Log Aggregation System
Log aggregation is a crucial component of many software systems, allowing centralized collection, storage, and analysis of log data from various sources. This challenge asks you to implement a simplified log aggregation system in Python that collects log messages from multiple simulated sources and aggregates them into a single, sorted output. This is useful for debugging, monitoring, and auditing purposes.
Problem Description
You are tasked with building a Python script that simulates a log aggregation system. The system receives log messages from multiple sources (simulated by lists of strings). Your script should:
- Collect Logs: Accept a list of lists, where each inner list represents log messages from a single source.
- Aggregate Logs: Combine all log messages from all sources into a single list.
- Sort Logs: Sort the aggregated list of log messages chronologically (lexicographically, as timestamps are not provided).
- Output Logs: Print the sorted list of log messages to the console, one message per line.
Key Requirements:
- The input will always be a list of lists of strings.
- Each string in the inner lists represents a single log message.
- The sorting should be stable (i.e., messages from the same source should maintain their original order relative to each other).

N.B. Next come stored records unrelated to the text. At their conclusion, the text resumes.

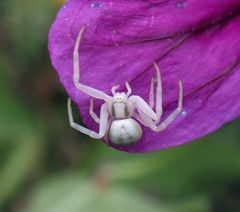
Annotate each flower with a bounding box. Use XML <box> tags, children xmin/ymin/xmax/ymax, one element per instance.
<box><xmin>49</xmin><ymin>0</ymin><xmax>240</xmax><ymax>152</ymax></box>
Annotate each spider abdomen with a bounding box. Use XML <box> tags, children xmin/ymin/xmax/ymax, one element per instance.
<box><xmin>108</xmin><ymin>118</ymin><xmax>142</xmax><ymax>145</ymax></box>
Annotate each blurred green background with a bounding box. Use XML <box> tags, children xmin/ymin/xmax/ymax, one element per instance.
<box><xmin>0</xmin><ymin>0</ymin><xmax>240</xmax><ymax>212</ymax></box>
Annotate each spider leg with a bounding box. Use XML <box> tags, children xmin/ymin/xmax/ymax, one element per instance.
<box><xmin>133</xmin><ymin>113</ymin><xmax>149</xmax><ymax>127</ymax></box>
<box><xmin>129</xmin><ymin>95</ymin><xmax>157</xmax><ymax>120</ymax></box>
<box><xmin>156</xmin><ymin>81</ymin><xmax>183</xmax><ymax>132</ymax></box>
<box><xmin>153</xmin><ymin>62</ymin><xmax>163</xmax><ymax>124</ymax></box>
<box><xmin>134</xmin><ymin>81</ymin><xmax>183</xmax><ymax>132</ymax></box>
<box><xmin>68</xmin><ymin>98</ymin><xmax>109</xmax><ymax>139</ymax></box>
<box><xmin>125</xmin><ymin>81</ymin><xmax>132</xmax><ymax>96</ymax></box>
<box><xmin>89</xmin><ymin>98</ymin><xmax>100</xmax><ymax>124</ymax></box>
<box><xmin>149</xmin><ymin>77</ymin><xmax>155</xmax><ymax>109</ymax></box>
<box><xmin>73</xmin><ymin>26</ymin><xmax>111</xmax><ymax>102</ymax></box>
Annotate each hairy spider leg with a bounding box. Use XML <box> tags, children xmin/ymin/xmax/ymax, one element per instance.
<box><xmin>125</xmin><ymin>81</ymin><xmax>132</xmax><ymax>97</ymax></box>
<box><xmin>134</xmin><ymin>81</ymin><xmax>183</xmax><ymax>132</ymax></box>
<box><xmin>73</xmin><ymin>26</ymin><xmax>111</xmax><ymax>102</ymax></box>
<box><xmin>68</xmin><ymin>98</ymin><xmax>109</xmax><ymax>139</ymax></box>
<box><xmin>149</xmin><ymin>77</ymin><xmax>155</xmax><ymax>109</ymax></box>
<box><xmin>153</xmin><ymin>62</ymin><xmax>163</xmax><ymax>124</ymax></box>
<box><xmin>89</xmin><ymin>98</ymin><xmax>100</xmax><ymax>124</ymax></box>
<box><xmin>111</xmin><ymin>85</ymin><xmax>120</xmax><ymax>95</ymax></box>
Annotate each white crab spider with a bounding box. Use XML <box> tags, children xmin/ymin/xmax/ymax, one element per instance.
<box><xmin>68</xmin><ymin>27</ymin><xmax>183</xmax><ymax>145</ymax></box>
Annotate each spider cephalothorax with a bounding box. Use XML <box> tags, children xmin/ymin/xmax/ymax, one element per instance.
<box><xmin>68</xmin><ymin>27</ymin><xmax>183</xmax><ymax>145</ymax></box>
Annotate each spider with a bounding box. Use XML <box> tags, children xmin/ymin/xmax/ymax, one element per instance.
<box><xmin>68</xmin><ymin>26</ymin><xmax>183</xmax><ymax>145</ymax></box>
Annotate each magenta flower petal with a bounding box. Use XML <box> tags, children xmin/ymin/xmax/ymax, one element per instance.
<box><xmin>49</xmin><ymin>0</ymin><xmax>240</xmax><ymax>152</ymax></box>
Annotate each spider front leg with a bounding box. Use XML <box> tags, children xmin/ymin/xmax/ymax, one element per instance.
<box><xmin>134</xmin><ymin>81</ymin><xmax>183</xmax><ymax>132</ymax></box>
<box><xmin>73</xmin><ymin>26</ymin><xmax>111</xmax><ymax>102</ymax></box>
<box><xmin>68</xmin><ymin>98</ymin><xmax>109</xmax><ymax>139</ymax></box>
<box><xmin>153</xmin><ymin>62</ymin><xmax>163</xmax><ymax>124</ymax></box>
<box><xmin>89</xmin><ymin>98</ymin><xmax>100</xmax><ymax>124</ymax></box>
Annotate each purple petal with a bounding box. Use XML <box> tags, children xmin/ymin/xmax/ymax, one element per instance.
<box><xmin>49</xmin><ymin>0</ymin><xmax>240</xmax><ymax>152</ymax></box>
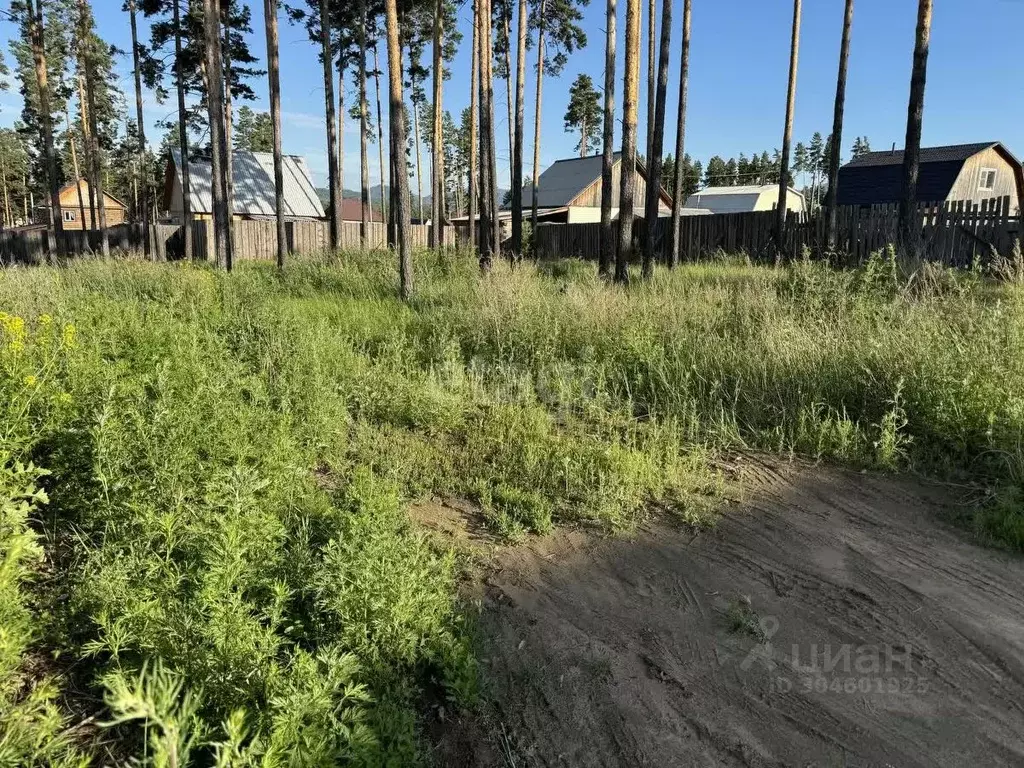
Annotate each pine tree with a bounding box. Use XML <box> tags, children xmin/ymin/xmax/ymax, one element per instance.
<box><xmin>615</xmin><ymin>0</ymin><xmax>640</xmax><ymax>285</ymax></box>
<box><xmin>375</xmin><ymin>0</ymin><xmax>413</xmax><ymax>300</ymax></box>
<box><xmin>825</xmin><ymin>0</ymin><xmax>853</xmax><ymax>250</ymax></box>
<box><xmin>775</xmin><ymin>0</ymin><xmax>801</xmax><ymax>261</ymax></box>
<box><xmin>807</xmin><ymin>131</ymin><xmax>825</xmax><ymax>210</ymax></box>
<box><xmin>264</xmin><ymin>0</ymin><xmax>288</xmax><ymax>269</ymax></box>
<box><xmin>509</xmin><ymin>0</ymin><xmax>528</xmax><ymax>259</ymax></box>
<box><xmin>530</xmin><ymin>0</ymin><xmax>589</xmax><ymax>231</ymax></box>
<box><xmin>643</xmin><ymin>0</ymin><xmax>672</xmax><ymax>280</ymax></box>
<box><xmin>899</xmin><ymin>0</ymin><xmax>932</xmax><ymax>260</ymax></box>
<box><xmin>203</xmin><ymin>0</ymin><xmax>232</xmax><ymax>271</ymax></box>
<box><xmin>232</xmin><ymin>105</ymin><xmax>273</xmax><ymax>152</ymax></box>
<box><xmin>122</xmin><ymin>0</ymin><xmax>152</xmax><ymax>257</ymax></box>
<box><xmin>669</xmin><ymin>0</ymin><xmax>688</xmax><ymax>268</ymax></box>
<box><xmin>564</xmin><ymin>75</ymin><xmax>601</xmax><ymax>158</ymax></box>
<box><xmin>598</xmin><ymin>0</ymin><xmax>617</xmax><ymax>276</ymax></box>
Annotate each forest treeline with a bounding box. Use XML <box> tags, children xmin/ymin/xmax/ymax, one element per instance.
<box><xmin>0</xmin><ymin>0</ymin><xmax>931</xmax><ymax>286</ymax></box>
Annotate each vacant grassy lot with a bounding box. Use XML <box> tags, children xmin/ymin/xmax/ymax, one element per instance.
<box><xmin>0</xmin><ymin>249</ymin><xmax>1024</xmax><ymax>766</ymax></box>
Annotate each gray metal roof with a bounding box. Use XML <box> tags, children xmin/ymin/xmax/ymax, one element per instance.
<box><xmin>171</xmin><ymin>150</ymin><xmax>327</xmax><ymax>218</ymax></box>
<box><xmin>846</xmin><ymin>141</ymin><xmax>998</xmax><ymax>168</ymax></box>
<box><xmin>522</xmin><ymin>152</ymin><xmax>622</xmax><ymax>208</ymax></box>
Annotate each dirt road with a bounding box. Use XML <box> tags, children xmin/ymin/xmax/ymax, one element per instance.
<box><xmin>435</xmin><ymin>461</ymin><xmax>1024</xmax><ymax>767</ymax></box>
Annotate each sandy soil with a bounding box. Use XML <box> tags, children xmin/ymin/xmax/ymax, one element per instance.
<box><xmin>417</xmin><ymin>460</ymin><xmax>1024</xmax><ymax>767</ymax></box>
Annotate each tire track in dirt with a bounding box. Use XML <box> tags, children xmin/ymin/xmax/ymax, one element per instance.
<box><xmin>423</xmin><ymin>459</ymin><xmax>1024</xmax><ymax>768</ymax></box>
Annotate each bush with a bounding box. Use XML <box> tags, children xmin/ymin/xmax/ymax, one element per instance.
<box><xmin>0</xmin><ymin>253</ymin><xmax>1024</xmax><ymax>766</ymax></box>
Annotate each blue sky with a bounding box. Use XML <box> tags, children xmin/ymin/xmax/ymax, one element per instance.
<box><xmin>0</xmin><ymin>0</ymin><xmax>1024</xmax><ymax>187</ymax></box>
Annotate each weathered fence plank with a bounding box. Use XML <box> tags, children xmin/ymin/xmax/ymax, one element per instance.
<box><xmin>0</xmin><ymin>219</ymin><xmax>462</xmax><ymax>264</ymax></box>
<box><xmin>535</xmin><ymin>198</ymin><xmax>1021</xmax><ymax>266</ymax></box>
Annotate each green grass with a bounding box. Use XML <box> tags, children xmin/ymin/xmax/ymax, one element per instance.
<box><xmin>0</xmin><ymin>253</ymin><xmax>1024</xmax><ymax>766</ymax></box>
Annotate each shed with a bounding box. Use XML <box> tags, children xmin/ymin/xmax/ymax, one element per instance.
<box><xmin>43</xmin><ymin>178</ymin><xmax>128</xmax><ymax>231</ymax></box>
<box><xmin>164</xmin><ymin>150</ymin><xmax>327</xmax><ymax>223</ymax></box>
<box><xmin>512</xmin><ymin>153</ymin><xmax>672</xmax><ymax>224</ymax></box>
<box><xmin>839</xmin><ymin>141</ymin><xmax>1024</xmax><ymax>210</ymax></box>
<box><xmin>683</xmin><ymin>184</ymin><xmax>804</xmax><ymax>213</ymax></box>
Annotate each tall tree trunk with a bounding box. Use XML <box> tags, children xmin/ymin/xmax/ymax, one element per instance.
<box><xmin>430</xmin><ymin>0</ymin><xmax>444</xmax><ymax>248</ymax></box>
<box><xmin>29</xmin><ymin>0</ymin><xmax>63</xmax><ymax>256</ymax></box>
<box><xmin>466</xmin><ymin>0</ymin><xmax>479</xmax><ymax>257</ymax></box>
<box><xmin>642</xmin><ymin>0</ymin><xmax>678</xmax><ymax>280</ymax></box>
<box><xmin>220</xmin><ymin>9</ymin><xmax>234</xmax><ymax>264</ymax></box>
<box><xmin>128</xmin><ymin>0</ymin><xmax>153</xmax><ymax>258</ymax></box>
<box><xmin>319</xmin><ymin>0</ymin><xmax>341</xmax><ymax>251</ymax></box>
<box><xmin>484</xmin><ymin>0</ymin><xmax>502</xmax><ymax>256</ymax></box>
<box><xmin>413</xmin><ymin>96</ymin><xmax>423</xmax><ymax>219</ymax></box>
<box><xmin>615</xmin><ymin>0</ymin><xmax>640</xmax><ymax>285</ymax></box>
<box><xmin>374</xmin><ymin>42</ymin><xmax>387</xmax><ymax>236</ymax></box>
<box><xmin>477</xmin><ymin>0</ymin><xmax>495</xmax><ymax>272</ymax></box>
<box><xmin>775</xmin><ymin>0</ymin><xmax>801</xmax><ymax>261</ymax></box>
<box><xmin>597</xmin><ymin>0</ymin><xmax>618</xmax><ymax>276</ymax></box>
<box><xmin>502</xmin><ymin>0</ymin><xmax>515</xmax><ymax>183</ymax></box>
<box><xmin>529</xmin><ymin>0</ymin><xmax>547</xmax><ymax>233</ymax></box>
<box><xmin>65</xmin><ymin>110</ymin><xmax>89</xmax><ymax>233</ymax></box>
<box><xmin>172</xmin><ymin>0</ymin><xmax>194</xmax><ymax>261</ymax></box>
<box><xmin>203</xmin><ymin>0</ymin><xmax>232</xmax><ymax>271</ymax></box>
<box><xmin>0</xmin><ymin>157</ymin><xmax>13</xmax><ymax>228</ymax></box>
<box><xmin>669</xmin><ymin>0</ymin><xmax>692</xmax><ymax>267</ymax></box>
<box><xmin>359</xmin><ymin>0</ymin><xmax>370</xmax><ymax>241</ymax></box>
<box><xmin>338</xmin><ymin>51</ymin><xmax>345</xmax><ymax>228</ymax></box>
<box><xmin>385</xmin><ymin>0</ymin><xmax>413</xmax><ymax>300</ymax></box>
<box><xmin>263</xmin><ymin>0</ymin><xmax>288</xmax><ymax>269</ymax></box>
<box><xmin>80</xmin><ymin>0</ymin><xmax>111</xmax><ymax>258</ymax></box>
<box><xmin>512</xmin><ymin>0</ymin><xmax>526</xmax><ymax>260</ymax></box>
<box><xmin>644</xmin><ymin>0</ymin><xmax>657</xmax><ymax>168</ymax></box>
<box><xmin>77</xmin><ymin>73</ymin><xmax>99</xmax><ymax>229</ymax></box>
<box><xmin>899</xmin><ymin>0</ymin><xmax>932</xmax><ymax>260</ymax></box>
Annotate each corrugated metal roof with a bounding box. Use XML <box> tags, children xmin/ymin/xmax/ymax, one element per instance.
<box><xmin>522</xmin><ymin>152</ymin><xmax>622</xmax><ymax>208</ymax></box>
<box><xmin>838</xmin><ymin>141</ymin><xmax>1019</xmax><ymax>206</ymax></box>
<box><xmin>171</xmin><ymin>150</ymin><xmax>327</xmax><ymax>218</ymax></box>
<box><xmin>845</xmin><ymin>141</ymin><xmax>998</xmax><ymax>168</ymax></box>
<box><xmin>694</xmin><ymin>184</ymin><xmax>786</xmax><ymax>196</ymax></box>
<box><xmin>685</xmin><ymin>184</ymin><xmax>804</xmax><ymax>213</ymax></box>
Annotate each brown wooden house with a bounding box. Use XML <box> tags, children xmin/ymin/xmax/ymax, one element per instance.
<box><xmin>512</xmin><ymin>153</ymin><xmax>672</xmax><ymax>224</ymax></box>
<box><xmin>839</xmin><ymin>141</ymin><xmax>1024</xmax><ymax>212</ymax></box>
<box><xmin>43</xmin><ymin>178</ymin><xmax>128</xmax><ymax>230</ymax></box>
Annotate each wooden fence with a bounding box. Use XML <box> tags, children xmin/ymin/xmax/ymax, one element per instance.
<box><xmin>0</xmin><ymin>220</ymin><xmax>456</xmax><ymax>264</ymax></box>
<box><xmin>535</xmin><ymin>198</ymin><xmax>1021</xmax><ymax>266</ymax></box>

- The system should handle empty input lists gracefully.
Expected Behavior:
The script should take a list of lists of log messages as input, aggregate them, sort them, and print the sorted log messages to the console.
Edge Cases to Consider:
- Empty input list (no sources).
- Empty inner lists (sources with no log messages).
- Duplicate log messages.
- Log messages of varying lengths.
Examples
Example 1:
Input: [["log1", "log2"], ["log3", "log4", "log5"]]
Output:
log1
log2
log3
log4
log5
Explanation: The log messages are aggregated and sorted alphabetically.
Example 2:
Input: [["log4", "log1"], ["log2", "log3"]]
Output:
log1
log2
log3
log4
Explanation: The log messages are aggregated and sorted alphabetically. The original order within each source is not preserved.
Example 3: (Edge Case - Empty Input)
Input: []
Output:
Explanation: No log messages to process, so nothing is printed.
Example 4: (Edge Case - Empty Inner Lists)
Input: [[], ["log1"], []]
Output:
log1
Explanation: Empty inner lists are ignored.
Constraints
- The number of sources (inner lists) will be between 0 and 100.
- The number of log messages per source (inner list) will be between 0 and 1000.
- Each log message (string) will have a maximum length of 256 characters.
- The script should complete within 1 second for the given constraints.
- Input will consist of strings only.
Notes
- Consider using Python's built-in sorting capabilities for efficiency.
- Think about how to handle the aggregation and sorting steps in a clear and concise manner.
- While timestamps are not provided, lexicographical sorting will serve as a proxy for chronological order in this simplified scenario.
- Focus on correctness and readability. Efficiency is important, but not at the expense of code clarity.